This monograph may not be reproduced without permission.
For further information, please contact a Pharmacist. |
NAME OF DRUG
acyclovir sodium
CLASSIFICATION
Antiviral Agent
ALTERNATE NAME
ZOVIRAX
INDICATIONS
- treatment of mucocutaneous and disseminated infections caused by herpes simplex virus
(HSV) types 1 and 2, varicella zoster (VZ) and Epstein Barr Virus (EBV)

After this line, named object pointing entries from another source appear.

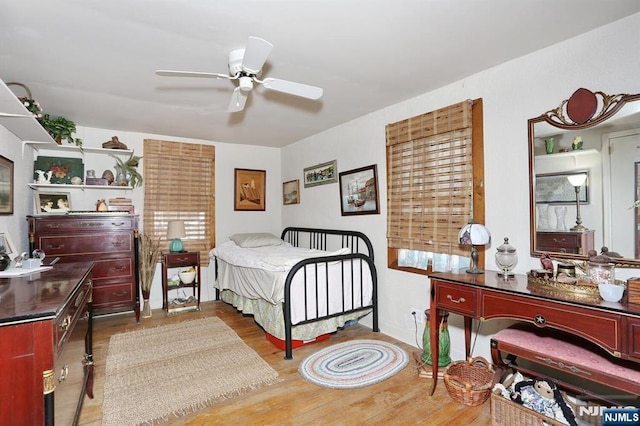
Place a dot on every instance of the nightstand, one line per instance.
(174, 294)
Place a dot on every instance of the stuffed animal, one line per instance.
(543, 396)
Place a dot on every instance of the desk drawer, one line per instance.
(76, 224)
(71, 313)
(87, 244)
(602, 327)
(457, 299)
(634, 338)
(116, 295)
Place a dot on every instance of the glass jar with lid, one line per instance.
(506, 258)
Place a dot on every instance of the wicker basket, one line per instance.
(469, 382)
(508, 413)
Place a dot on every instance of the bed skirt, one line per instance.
(271, 318)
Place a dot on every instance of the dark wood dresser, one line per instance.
(109, 240)
(565, 241)
(46, 345)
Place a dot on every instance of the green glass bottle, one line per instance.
(444, 341)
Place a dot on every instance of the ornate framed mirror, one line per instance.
(584, 178)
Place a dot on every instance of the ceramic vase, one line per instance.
(543, 212)
(561, 213)
(444, 342)
(549, 144)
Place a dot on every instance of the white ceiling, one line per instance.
(94, 61)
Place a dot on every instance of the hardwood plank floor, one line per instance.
(400, 400)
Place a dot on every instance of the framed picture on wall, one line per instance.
(6, 186)
(359, 191)
(6, 243)
(53, 202)
(555, 188)
(291, 192)
(249, 187)
(321, 174)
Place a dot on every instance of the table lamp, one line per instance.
(176, 231)
(577, 181)
(474, 235)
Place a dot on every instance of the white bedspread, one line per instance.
(271, 258)
(264, 270)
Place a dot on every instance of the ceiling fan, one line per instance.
(245, 65)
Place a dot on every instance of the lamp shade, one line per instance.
(577, 180)
(474, 234)
(175, 229)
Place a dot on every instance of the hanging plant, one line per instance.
(60, 128)
(127, 171)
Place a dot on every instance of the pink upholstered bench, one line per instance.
(564, 352)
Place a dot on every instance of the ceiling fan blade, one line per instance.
(238, 99)
(292, 88)
(171, 73)
(7, 114)
(255, 54)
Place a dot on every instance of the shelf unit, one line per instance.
(83, 187)
(171, 263)
(18, 120)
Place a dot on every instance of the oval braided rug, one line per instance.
(353, 364)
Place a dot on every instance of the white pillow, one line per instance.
(255, 239)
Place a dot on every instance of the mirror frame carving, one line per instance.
(584, 109)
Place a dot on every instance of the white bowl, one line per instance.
(611, 292)
(187, 277)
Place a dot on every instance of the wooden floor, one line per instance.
(400, 400)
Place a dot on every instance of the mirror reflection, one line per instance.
(585, 178)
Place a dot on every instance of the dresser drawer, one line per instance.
(71, 312)
(634, 338)
(181, 259)
(113, 268)
(456, 298)
(87, 245)
(89, 224)
(605, 328)
(113, 295)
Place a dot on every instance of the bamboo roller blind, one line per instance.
(430, 179)
(179, 185)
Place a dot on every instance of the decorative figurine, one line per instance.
(43, 177)
(546, 262)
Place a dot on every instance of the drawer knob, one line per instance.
(66, 322)
(64, 373)
(460, 300)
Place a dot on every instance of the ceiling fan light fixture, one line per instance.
(246, 83)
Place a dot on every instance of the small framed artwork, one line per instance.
(555, 188)
(6, 185)
(249, 190)
(291, 192)
(6, 244)
(53, 202)
(359, 191)
(321, 174)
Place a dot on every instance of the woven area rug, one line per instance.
(353, 364)
(155, 373)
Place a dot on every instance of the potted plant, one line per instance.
(127, 171)
(60, 128)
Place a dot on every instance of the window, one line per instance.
(179, 185)
(435, 172)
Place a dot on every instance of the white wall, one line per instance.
(228, 157)
(606, 59)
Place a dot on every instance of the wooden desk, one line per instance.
(613, 326)
(46, 345)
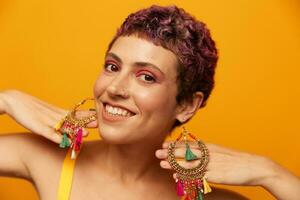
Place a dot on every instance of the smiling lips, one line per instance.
(115, 113)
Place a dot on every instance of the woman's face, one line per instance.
(136, 91)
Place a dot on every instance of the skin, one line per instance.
(131, 158)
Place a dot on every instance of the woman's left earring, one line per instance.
(190, 183)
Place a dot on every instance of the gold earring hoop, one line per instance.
(190, 182)
(72, 129)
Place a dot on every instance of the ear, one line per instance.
(188, 108)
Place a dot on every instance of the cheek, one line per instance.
(156, 101)
(99, 85)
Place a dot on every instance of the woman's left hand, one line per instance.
(226, 166)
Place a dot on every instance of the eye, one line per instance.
(111, 67)
(147, 78)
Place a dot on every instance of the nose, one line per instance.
(118, 88)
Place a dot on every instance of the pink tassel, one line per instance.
(78, 140)
(179, 188)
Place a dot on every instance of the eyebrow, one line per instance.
(137, 64)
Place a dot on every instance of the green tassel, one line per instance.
(65, 142)
(200, 197)
(189, 155)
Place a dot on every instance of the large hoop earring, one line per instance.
(72, 129)
(190, 182)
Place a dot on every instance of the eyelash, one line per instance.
(153, 79)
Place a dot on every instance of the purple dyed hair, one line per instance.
(189, 39)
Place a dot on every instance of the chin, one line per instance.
(113, 135)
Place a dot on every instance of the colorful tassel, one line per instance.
(189, 155)
(78, 140)
(73, 154)
(65, 141)
(206, 186)
(200, 197)
(179, 188)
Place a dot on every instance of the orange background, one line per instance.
(54, 50)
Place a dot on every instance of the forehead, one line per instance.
(134, 49)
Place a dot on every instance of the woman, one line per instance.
(158, 72)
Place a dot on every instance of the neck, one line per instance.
(132, 162)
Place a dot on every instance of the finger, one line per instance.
(180, 144)
(52, 135)
(92, 124)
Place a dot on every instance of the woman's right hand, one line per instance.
(35, 114)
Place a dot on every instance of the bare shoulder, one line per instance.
(42, 158)
(223, 194)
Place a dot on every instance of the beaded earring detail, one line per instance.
(190, 183)
(72, 129)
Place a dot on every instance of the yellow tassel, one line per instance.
(206, 186)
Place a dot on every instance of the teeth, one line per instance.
(116, 111)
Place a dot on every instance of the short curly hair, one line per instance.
(189, 39)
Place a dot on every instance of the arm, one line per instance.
(232, 167)
(18, 152)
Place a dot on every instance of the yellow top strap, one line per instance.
(66, 177)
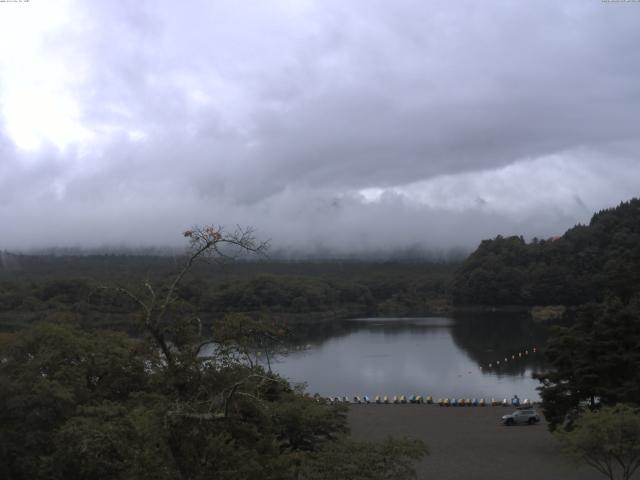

- prophylaxis of HSV and cytomegalovirus (CMV) infection in immunocompromised patients
RECONSTITUTION AND STABILITY
- stable at room temperature
COMPATIBILITY
- compatible with commonly used IV solutions
- compatible via Y-site with amikacin, aminophylline,
ampicillin, cefamandole, cefazolin, cefotaxime, ceftazidime, ceftizoxime,
ceftriaxone, cefuroxime, clindamycin, cotrimoxazole, dimenhydrinate,
diphenhydramine, erythromycin, fluconazole, gentamicin, heparin,
hydrocortisone, hydromorphone, imipenem, lorazepam, magnesium sulphate,
methylprednisolone, metoclopramide, metronidazole, MVI, penicillin G,
potassium chloride, ranitidine, sodium bicarbonate, tobramycin, vancomycin
ROUTES OF ADMINISTRATION
- IV intermittent ONLY - over 1 hour
- concentration not to exceed 10mg/mL
VH & HSC ADMINISTRATION POLICY
A - Not to be administered by the direct IV route.
DOSAGE
- BMT HSV Prophylaxis: 5 mg/kg IV q12h
- Solid Organ Transplant CMV Prophylaxis: 10mg/kg q8h IV
- HSV Infection: 5 mg/kg (250 mg/m2) IV every 8 hours for 7 days
- Herpes encephalitis, Herpes ophthalmitis, VZ: 10-15 mg/kg (500 mg/m2)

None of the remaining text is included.